NeurIPS 2020

Directional convergence and alignment in deep learning

Review 1

Summary and Contributions: The paper considers the setting of Gradient Flow (GF) over homogeneous models (a broad class of models including neural networks with fully-connected and convolutional layers, ReLU and Leaky ReLU activations, max and average pooling, and more) trained for binary classification via minimization of exponential or logistic loss on separable data. In this setting, minimizing the loss necessarily means divergence of parameters (weights) to infinity, but the asymptotic behavior, i.e. the manner in which the parameters diverge, is of interest. The paper makes the following contributions: (i) It proves that the parameters converge in direction, which implies that prediction margins on the training examples converge if normalized. (ii) Under the additional assumption of locally Lipschitz gradients, it is proven that the gradient converges to the direction of the parameters. This implies margin maximization for the special cases of linear neural networks and a two layer network with squared ReLU activation. From a technical perspective, the analysis is based on a theory of non-smooth Kurdyka-Lojasiewicz inequalities for functions definable in an o-minimal structure. Experiments support the theory on both a model covered by the analysis ("homogeneous AlexNet"), and one that is not (DenseNet).

Strengths: The question of implicit regularization is of prime importance to the theory of deep learning, and the setting analyzed by this paper is very timely. In that regard, I believe the work is of high relevance to the NeurIPS community. The theoretical tools employed are very interesting, and although I did not verify all details, I believe the paper is solid from a technical perspective. I also found the text to be relatively well written, which is non-trivial given its level of mathematical depth.

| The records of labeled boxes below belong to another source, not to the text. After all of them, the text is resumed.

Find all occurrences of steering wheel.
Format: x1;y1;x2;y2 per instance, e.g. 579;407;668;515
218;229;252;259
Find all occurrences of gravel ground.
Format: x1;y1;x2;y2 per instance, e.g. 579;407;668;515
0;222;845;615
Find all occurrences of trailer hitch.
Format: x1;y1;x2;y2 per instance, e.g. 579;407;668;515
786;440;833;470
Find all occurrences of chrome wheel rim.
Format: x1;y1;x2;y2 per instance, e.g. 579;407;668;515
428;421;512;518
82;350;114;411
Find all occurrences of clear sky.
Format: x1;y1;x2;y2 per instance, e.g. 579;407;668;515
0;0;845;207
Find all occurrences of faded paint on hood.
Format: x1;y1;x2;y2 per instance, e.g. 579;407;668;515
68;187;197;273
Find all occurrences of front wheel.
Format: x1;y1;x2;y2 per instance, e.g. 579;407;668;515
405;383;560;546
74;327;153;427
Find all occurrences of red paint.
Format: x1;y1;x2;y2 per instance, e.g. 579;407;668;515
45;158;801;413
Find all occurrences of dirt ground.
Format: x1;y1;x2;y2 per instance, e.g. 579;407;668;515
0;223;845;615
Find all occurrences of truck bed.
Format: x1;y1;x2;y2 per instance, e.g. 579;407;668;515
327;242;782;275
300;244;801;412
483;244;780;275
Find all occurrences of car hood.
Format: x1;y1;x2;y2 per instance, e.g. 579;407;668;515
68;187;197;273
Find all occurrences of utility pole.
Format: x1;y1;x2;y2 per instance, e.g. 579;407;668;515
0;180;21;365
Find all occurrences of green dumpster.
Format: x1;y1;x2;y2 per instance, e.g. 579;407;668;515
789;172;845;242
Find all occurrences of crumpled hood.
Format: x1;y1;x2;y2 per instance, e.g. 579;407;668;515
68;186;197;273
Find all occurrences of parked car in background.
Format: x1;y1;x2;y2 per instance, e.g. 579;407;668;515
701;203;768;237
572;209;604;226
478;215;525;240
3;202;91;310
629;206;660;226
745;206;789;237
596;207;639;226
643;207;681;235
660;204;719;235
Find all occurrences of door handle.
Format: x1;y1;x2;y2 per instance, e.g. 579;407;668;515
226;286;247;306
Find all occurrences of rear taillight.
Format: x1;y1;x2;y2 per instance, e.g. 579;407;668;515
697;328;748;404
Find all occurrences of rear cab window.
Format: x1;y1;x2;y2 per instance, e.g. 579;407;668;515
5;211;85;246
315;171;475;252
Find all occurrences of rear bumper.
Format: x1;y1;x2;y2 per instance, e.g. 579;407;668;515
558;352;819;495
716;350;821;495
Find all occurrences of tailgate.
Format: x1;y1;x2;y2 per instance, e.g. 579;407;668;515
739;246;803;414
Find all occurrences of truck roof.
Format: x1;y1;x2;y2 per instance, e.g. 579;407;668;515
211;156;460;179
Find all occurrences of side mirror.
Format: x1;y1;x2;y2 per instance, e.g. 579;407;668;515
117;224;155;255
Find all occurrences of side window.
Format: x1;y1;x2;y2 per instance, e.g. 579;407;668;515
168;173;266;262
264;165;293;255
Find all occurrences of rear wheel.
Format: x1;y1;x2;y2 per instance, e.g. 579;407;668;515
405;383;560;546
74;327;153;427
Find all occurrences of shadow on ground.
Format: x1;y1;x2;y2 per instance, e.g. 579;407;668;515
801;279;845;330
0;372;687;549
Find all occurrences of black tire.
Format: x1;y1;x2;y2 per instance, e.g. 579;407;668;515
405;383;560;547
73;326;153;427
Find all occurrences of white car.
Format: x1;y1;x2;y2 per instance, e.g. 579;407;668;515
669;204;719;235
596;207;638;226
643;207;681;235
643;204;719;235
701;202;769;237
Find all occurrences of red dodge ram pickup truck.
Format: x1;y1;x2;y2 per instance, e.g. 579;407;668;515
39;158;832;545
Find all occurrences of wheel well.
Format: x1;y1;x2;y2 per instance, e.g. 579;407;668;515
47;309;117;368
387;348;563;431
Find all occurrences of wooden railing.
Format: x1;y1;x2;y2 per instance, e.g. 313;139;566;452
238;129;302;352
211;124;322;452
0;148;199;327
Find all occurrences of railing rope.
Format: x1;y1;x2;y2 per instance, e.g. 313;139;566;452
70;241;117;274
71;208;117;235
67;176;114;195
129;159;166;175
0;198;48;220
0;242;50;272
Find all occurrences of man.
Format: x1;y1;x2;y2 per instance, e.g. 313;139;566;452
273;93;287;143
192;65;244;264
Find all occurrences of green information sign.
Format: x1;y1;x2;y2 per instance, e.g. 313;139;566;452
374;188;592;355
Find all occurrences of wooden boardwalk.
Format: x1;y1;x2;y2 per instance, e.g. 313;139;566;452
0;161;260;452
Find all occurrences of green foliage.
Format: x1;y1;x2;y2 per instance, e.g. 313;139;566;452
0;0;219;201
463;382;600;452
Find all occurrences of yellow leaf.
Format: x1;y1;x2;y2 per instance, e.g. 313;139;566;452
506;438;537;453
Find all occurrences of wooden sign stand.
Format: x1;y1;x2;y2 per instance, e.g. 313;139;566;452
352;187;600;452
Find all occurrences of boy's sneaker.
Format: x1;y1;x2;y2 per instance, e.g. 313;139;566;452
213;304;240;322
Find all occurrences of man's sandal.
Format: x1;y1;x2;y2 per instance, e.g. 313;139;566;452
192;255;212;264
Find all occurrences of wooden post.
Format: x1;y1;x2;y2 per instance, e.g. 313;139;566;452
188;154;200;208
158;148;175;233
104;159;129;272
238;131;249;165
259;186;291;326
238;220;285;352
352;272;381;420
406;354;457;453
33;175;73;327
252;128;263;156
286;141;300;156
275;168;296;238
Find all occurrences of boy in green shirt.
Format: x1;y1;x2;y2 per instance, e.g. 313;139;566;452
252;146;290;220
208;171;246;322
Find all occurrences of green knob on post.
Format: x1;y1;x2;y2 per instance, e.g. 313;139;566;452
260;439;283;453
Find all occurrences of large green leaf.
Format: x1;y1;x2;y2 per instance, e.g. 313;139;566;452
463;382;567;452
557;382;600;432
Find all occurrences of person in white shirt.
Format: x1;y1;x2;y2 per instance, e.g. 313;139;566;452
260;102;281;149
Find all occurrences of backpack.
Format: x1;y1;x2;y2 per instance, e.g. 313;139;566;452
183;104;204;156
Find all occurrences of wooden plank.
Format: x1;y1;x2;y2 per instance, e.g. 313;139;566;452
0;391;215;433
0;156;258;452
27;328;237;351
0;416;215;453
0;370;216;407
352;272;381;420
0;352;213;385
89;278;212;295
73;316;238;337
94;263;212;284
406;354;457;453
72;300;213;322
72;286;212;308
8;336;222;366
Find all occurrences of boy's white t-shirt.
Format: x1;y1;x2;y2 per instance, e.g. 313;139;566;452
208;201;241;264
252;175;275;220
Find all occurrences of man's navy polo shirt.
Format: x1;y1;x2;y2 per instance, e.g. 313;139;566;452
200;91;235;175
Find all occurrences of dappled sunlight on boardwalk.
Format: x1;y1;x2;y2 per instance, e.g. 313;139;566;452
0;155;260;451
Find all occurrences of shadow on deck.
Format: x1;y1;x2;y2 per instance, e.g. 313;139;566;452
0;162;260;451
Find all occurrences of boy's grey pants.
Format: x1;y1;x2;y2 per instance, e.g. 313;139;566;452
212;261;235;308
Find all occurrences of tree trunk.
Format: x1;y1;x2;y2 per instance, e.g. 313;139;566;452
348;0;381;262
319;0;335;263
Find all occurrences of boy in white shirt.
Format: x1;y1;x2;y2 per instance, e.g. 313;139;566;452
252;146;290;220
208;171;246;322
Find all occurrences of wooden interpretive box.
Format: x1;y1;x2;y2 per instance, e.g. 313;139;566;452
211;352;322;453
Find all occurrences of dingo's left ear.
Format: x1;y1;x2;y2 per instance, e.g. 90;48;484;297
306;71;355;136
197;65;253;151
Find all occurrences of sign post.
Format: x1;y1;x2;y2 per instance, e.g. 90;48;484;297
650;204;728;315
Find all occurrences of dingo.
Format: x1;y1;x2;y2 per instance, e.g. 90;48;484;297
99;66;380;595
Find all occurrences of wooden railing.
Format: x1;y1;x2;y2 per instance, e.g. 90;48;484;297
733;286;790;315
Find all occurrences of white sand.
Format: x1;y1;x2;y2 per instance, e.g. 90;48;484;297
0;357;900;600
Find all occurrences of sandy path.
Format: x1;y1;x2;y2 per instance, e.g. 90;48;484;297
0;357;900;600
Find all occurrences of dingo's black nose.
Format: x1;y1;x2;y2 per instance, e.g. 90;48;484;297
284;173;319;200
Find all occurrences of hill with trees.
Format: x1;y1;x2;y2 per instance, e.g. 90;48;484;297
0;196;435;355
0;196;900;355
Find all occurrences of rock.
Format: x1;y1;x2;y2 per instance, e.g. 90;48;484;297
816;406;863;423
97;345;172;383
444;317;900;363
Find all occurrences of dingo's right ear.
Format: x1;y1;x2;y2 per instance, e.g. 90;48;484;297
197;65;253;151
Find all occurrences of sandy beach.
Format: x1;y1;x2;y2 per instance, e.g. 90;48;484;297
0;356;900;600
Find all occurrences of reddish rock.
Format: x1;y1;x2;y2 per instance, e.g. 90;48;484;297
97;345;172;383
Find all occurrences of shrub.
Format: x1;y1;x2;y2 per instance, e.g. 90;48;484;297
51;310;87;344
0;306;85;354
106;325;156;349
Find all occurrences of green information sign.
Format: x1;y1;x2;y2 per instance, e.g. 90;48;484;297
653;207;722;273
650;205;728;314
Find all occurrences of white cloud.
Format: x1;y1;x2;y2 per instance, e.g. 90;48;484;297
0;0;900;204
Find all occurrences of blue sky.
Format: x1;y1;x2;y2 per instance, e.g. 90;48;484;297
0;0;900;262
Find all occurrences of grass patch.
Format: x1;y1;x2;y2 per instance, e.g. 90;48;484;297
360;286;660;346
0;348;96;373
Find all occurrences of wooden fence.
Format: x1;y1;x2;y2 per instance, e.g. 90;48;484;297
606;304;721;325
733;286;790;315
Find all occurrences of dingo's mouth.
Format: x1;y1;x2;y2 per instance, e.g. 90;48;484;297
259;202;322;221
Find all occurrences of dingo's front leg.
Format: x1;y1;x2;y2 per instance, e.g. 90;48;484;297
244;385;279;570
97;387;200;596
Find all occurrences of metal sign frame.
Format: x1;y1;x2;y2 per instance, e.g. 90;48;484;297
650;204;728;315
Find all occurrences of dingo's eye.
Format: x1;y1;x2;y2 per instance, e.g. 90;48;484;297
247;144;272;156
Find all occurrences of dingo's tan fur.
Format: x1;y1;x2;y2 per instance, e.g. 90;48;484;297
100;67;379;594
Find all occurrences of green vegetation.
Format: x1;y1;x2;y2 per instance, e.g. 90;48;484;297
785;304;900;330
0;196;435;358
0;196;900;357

Weaknesses: I have two main critiques on this work. The first relates to the significance of its results. In the setting studied, directional convergence, alignment and margin maximization have all been treated in several recent works (which the paper refers to). I know that at least in some of these works directional convergence and/or alignments were assumed (not proven), but nonetheless, my feeling is that the paper does not draw a sufficiently clear line separating itself from existing literature. For example, a very relevant existing work --- Lyu and Li 2019 --- is said to have left open the issues of directional convergence and alignment, but to my knowledge, that work does establish directional convergence, at least in some settings. I may be missing something here, but regardless, I think it is absolutely necessary to include in the current paper a detailed account for the exact differences between its results and those of existing literature. Otherwise the significance of its contributions is unclear. The second major comment I have relates to presentation. Some parts of the text (mostly in Sections 3 and 4) are extremely technical and dense, and it seems to me like much of the technicality arises from the need to account for non-smooth models (e.g. ones including ReLU activation). I think this aspect of the analysis is important, but recommend to the authors to consider deferring it to an appendix, and treating in the body of the paper only models that are differentiable. Hopefully that way a lot of the technical clutter will be avoided, and only the main ideas of the analysis will remain. Despite the above critique, I believe this paper is solid and does provide meaningful contributions. Therefore, I currently rate is as marginally above acceptance threshold, and will favorably consider increasing my score if the authors provide convincing arguments in their rebuttal. === UPDATE FOLLOWING AUTHOR FEEDBACK === I have thoroughly read the authors' feedback, as well as the other reviews. The authors have largely addressed my concerns (unclear distinction from prior work and overly technical presentation). Assuming the changes they have committed to will be incorporated, I recommend acceptance of this work.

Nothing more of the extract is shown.